Nightingale pitched the idea to the City of Lacey, who promptly approved it at their City Council meeting. “The City of Lacey has been a great partner of the EDC and supportive of Veterans, especially,” says George Sharp, Veterans Microenterprise Program Outreach coordinator. “They did the marketing, sent out press releases, and even sent out a flyer with utility bills to let veterans know about this program.”
First, Veterans attend the free training classes. Then, upon completion, they can apply for a grant anywhere from $500 – $26,000.
Since part of the EDC Veterans Microenterprise Program is funded by a federal Community Development Block Grant, the federal government sets the eligibility requirements for the grant. Recently, there have been changes to these criteria. For example, any Veteran in Thurston County can now take the free training. If they want to apply for the grant money after the training, their business must be located in the City of Lacey city limits. Total household income limits for grant recipients have increased to the following:
- $42,750 for a 1-person household
- $48,850 for a 2-person household
- $54,950 for a 3-person household
- $61,050 for a 4-person household
- $65,950 for a 5-person household
- $70,850 for a 6-person household
Since its launch in the first quarter of 2016, they have had 78 inquiries about the program and 11 Veterans have completed the training series.
The Training Series: Know What You’re Getting Into
“The one thing I think is most important is this – anyone interested in starting a business really needs to go through training and create a business plan,” says Sharp. “What we found with our first 11 veterans is that once they saw what it takes to run your own business, including the costs and liability associated with it, they decided not to pursue their idea.”
While this may sound like a negative at first flush, Sharp says it’s not. These individuals could have invested all they had into an idea that wasn’t viable or they weren’t prepared for. Instead, they found out through the free training that their idea might not pan out as they had hoped.
“One of the real challenges of business is you need to be ready to do everything. Our program really shows participants what that means and they can decide if this is really what they want to do,” adds Nightingale. One of the Veterans who went through the training program had a 9-month-old baby and wanted to open a diaper service. The training allowed her to see what the real numbers would be after costs and she realized it just wouldn’t be enough.
“The number of business that fail in the first year is more than 50 percent,” says Sharp. “We are hoping to help people be more successful, whether they decide to start the business or not.”
Veterans who make the decision to start a business can take the Business Enterprise Start-up Training (BEST) through the Washington Center for Women in Business (WCWB). It’s an eight-week online course that covers start-up, marketing, and financing, with the end result being a useable business plan. Each Veteran also gets four, one-on-one coaching sessions with the WCWB. The cost is covered by the City of Lacey funding.

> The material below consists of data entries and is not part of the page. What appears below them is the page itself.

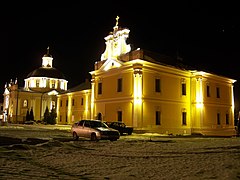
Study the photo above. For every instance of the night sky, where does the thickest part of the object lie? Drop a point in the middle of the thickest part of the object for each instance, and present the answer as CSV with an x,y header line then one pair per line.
x,y
206,35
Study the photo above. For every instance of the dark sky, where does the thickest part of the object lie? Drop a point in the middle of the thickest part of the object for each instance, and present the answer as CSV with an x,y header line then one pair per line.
x,y
206,35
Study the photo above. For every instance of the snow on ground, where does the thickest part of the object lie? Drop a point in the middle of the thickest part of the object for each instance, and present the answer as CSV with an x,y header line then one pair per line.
x,y
48,152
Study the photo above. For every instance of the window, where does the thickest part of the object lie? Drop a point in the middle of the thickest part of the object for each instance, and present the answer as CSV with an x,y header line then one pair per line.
x,y
208,91
184,89
227,119
37,82
218,119
119,85
25,103
218,92
119,114
53,84
158,118
82,101
184,118
99,88
157,85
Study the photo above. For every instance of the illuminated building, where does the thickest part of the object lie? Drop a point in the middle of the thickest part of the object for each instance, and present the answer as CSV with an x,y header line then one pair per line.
x,y
40,90
146,90
157,93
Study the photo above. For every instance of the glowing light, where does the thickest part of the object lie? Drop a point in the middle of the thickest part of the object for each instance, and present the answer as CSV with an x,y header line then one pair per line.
x,y
199,93
137,88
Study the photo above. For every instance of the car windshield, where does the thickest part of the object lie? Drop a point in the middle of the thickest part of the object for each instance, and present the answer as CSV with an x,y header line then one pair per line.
x,y
97,124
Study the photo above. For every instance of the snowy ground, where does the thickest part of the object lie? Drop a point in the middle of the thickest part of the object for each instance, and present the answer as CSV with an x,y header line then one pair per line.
x,y
48,152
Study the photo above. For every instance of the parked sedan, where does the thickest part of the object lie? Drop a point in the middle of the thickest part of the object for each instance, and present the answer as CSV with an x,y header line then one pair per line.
x,y
94,130
121,127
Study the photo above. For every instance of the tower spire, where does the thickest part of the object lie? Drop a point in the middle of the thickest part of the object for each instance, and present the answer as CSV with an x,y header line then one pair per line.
x,y
117,18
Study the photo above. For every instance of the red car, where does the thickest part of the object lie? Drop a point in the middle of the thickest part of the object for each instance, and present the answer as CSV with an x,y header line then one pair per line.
x,y
121,127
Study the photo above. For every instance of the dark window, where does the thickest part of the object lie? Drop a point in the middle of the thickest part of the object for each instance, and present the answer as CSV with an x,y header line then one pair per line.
x,y
227,119
184,89
99,88
208,91
218,92
158,118
218,119
119,85
119,116
184,118
157,85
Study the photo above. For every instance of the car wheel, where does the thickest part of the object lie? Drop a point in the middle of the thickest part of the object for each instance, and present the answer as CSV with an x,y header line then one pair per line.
x,y
75,136
94,137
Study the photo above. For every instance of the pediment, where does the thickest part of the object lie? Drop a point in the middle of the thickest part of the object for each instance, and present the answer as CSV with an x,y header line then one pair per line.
x,y
53,92
110,64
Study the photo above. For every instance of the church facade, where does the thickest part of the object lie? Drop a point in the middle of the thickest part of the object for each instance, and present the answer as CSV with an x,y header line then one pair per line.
x,y
39,92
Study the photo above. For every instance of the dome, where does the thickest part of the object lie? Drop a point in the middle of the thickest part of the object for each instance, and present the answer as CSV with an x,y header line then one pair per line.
x,y
46,72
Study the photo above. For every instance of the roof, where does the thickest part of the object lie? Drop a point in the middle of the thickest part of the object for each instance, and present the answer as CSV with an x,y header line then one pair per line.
x,y
83,86
155,58
47,72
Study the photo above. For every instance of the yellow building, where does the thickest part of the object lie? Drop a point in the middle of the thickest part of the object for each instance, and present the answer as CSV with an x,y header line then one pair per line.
x,y
146,90
156,93
40,90
75,104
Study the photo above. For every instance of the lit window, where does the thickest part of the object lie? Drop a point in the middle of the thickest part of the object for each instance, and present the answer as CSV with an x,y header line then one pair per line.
x,y
99,88
184,89
218,119
208,91
158,118
25,103
119,85
218,92
119,114
227,119
157,85
184,118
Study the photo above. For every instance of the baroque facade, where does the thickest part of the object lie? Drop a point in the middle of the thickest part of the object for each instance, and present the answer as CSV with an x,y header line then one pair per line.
x,y
146,90
152,92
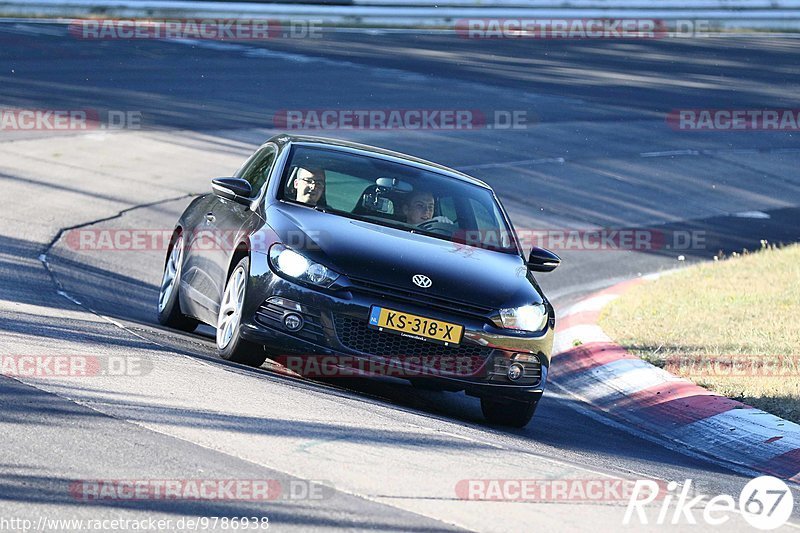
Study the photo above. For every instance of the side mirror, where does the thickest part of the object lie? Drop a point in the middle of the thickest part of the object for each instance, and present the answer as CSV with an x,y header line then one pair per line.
x,y
235,189
542,260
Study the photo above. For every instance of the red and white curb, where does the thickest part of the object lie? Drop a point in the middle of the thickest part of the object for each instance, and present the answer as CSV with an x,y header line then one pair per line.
x,y
592,367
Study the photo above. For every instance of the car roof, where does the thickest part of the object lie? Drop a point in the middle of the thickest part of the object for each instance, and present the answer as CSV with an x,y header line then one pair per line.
x,y
283,139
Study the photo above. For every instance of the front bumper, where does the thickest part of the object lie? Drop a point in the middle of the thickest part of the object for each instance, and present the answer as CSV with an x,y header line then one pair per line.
x,y
335,325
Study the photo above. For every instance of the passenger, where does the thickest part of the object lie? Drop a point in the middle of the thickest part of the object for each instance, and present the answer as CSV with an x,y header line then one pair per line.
x,y
419,209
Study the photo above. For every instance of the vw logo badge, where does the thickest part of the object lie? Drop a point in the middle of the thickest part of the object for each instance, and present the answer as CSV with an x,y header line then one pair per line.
x,y
421,280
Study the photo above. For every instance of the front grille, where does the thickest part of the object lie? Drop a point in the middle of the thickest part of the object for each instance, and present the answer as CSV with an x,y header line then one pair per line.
x,y
383,291
356,335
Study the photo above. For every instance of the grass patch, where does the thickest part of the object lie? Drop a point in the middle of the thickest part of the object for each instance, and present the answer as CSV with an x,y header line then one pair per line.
x,y
732,326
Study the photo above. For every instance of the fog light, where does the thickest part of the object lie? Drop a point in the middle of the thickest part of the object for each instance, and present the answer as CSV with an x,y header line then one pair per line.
x,y
515,372
293,321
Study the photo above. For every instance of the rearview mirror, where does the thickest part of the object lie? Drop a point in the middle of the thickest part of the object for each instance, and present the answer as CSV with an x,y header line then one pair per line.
x,y
542,260
394,185
235,189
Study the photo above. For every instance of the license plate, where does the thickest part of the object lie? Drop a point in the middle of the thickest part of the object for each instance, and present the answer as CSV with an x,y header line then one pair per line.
x,y
415,327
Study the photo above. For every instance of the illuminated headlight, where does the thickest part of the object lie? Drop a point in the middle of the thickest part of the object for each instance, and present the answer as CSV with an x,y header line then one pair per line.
x,y
527,317
297,266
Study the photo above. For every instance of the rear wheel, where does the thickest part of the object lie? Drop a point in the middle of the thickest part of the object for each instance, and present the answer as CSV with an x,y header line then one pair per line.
x,y
230,344
514,413
169,306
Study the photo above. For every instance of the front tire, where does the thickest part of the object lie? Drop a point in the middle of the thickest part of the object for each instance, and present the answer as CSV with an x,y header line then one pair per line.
x,y
230,344
169,306
514,413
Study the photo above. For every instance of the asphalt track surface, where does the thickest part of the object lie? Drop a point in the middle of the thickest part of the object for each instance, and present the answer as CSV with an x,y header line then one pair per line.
x,y
597,153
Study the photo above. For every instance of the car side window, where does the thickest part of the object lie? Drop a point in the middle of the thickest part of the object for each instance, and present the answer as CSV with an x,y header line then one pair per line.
x,y
447,208
258,169
487,225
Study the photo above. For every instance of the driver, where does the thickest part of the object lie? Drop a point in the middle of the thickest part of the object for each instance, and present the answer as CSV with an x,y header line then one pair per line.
x,y
310,185
420,207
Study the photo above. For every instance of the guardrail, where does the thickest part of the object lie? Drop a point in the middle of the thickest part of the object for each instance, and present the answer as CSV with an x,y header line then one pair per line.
x,y
720,14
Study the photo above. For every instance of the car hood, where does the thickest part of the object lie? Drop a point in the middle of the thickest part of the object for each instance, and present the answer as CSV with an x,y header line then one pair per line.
x,y
382,255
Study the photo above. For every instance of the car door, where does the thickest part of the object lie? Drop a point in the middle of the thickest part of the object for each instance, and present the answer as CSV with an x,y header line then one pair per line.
x,y
234,221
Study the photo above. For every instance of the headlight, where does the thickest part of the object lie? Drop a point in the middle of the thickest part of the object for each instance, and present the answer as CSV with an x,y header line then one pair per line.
x,y
294,265
527,317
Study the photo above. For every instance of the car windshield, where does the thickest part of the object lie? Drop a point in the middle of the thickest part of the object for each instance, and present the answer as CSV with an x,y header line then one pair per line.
x,y
393,194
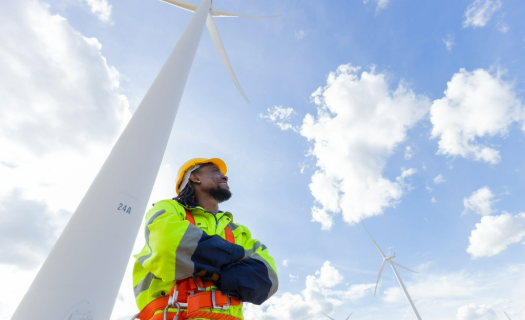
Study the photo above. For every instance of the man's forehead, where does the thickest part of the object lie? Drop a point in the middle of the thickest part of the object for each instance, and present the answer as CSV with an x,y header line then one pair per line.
x,y
209,167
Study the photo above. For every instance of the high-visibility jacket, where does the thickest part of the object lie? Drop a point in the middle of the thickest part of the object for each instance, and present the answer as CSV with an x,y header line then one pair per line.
x,y
176,250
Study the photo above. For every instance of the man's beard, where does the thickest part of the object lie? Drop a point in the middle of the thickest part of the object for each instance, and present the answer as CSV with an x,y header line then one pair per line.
x,y
220,194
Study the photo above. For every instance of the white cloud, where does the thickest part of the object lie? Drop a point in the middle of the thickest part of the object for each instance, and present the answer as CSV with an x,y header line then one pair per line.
x,y
62,109
443,295
314,299
381,4
409,153
476,105
503,28
479,12
439,179
480,202
495,233
476,312
359,123
449,42
280,117
100,8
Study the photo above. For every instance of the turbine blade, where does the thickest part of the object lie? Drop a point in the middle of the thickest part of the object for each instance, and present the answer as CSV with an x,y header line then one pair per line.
x,y
377,246
182,4
397,264
219,13
379,277
220,47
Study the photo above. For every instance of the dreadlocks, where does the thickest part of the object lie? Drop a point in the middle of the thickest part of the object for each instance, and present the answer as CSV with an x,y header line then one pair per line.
x,y
187,196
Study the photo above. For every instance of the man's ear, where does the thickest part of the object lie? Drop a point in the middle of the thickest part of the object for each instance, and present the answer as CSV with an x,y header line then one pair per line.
x,y
194,178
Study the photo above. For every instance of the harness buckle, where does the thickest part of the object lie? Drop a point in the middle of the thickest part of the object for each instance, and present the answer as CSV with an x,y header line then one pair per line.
x,y
203,288
172,302
227,307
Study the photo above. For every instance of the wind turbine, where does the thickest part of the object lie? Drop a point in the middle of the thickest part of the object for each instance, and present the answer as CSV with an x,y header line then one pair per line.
x,y
81,277
333,318
393,264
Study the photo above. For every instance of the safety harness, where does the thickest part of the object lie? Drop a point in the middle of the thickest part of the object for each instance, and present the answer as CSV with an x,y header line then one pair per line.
x,y
191,294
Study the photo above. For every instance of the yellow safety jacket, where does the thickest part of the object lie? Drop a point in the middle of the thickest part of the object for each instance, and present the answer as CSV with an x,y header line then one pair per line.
x,y
176,250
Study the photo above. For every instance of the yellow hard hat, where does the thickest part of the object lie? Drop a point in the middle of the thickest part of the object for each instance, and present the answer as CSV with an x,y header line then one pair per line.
x,y
194,162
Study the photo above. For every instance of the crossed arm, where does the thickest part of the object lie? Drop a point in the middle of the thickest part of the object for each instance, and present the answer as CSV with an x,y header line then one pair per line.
x,y
245,271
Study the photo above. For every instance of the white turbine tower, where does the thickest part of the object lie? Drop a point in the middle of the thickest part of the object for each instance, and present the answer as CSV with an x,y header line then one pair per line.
x,y
81,276
393,264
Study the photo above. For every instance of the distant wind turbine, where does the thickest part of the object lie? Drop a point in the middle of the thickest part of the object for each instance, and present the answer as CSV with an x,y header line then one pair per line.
x,y
81,276
393,264
333,318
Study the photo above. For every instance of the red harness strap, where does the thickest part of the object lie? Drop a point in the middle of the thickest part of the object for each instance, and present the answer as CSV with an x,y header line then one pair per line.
x,y
196,302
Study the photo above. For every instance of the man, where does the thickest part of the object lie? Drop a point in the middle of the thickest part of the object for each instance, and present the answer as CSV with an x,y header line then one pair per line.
x,y
192,249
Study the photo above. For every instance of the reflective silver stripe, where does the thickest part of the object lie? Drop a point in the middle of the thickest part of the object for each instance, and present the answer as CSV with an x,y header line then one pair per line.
x,y
184,267
144,284
256,246
271,274
146,233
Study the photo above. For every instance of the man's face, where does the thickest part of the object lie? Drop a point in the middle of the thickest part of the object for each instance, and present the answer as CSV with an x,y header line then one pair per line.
x,y
213,181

Veterans who already own a business can attend the ScaleUp Training Series. This series combines the EDC’s former TuneUp and ScaleUp classes into a new nine-week course that includes updating business plans and financial management with the goal of growing the business. “Phoebe’s Pastry Cafe attended our program and her business increased 30 percent,” says Sharp. Again, this is free for Veterans thanks to the City of Lacey.
Currently, one Veteran is participating in ScaleUp. He already has a home-based business and plans to apply for a grant. He is asking for money to expand his business into a retail location in the City of Lacey.
“We want people to know that even if they don’t initially qualify for this program, we can help them out,” finishes Sharp. “Whether you are a veteran or not, the EDC is here to help people succeed with their businesses.”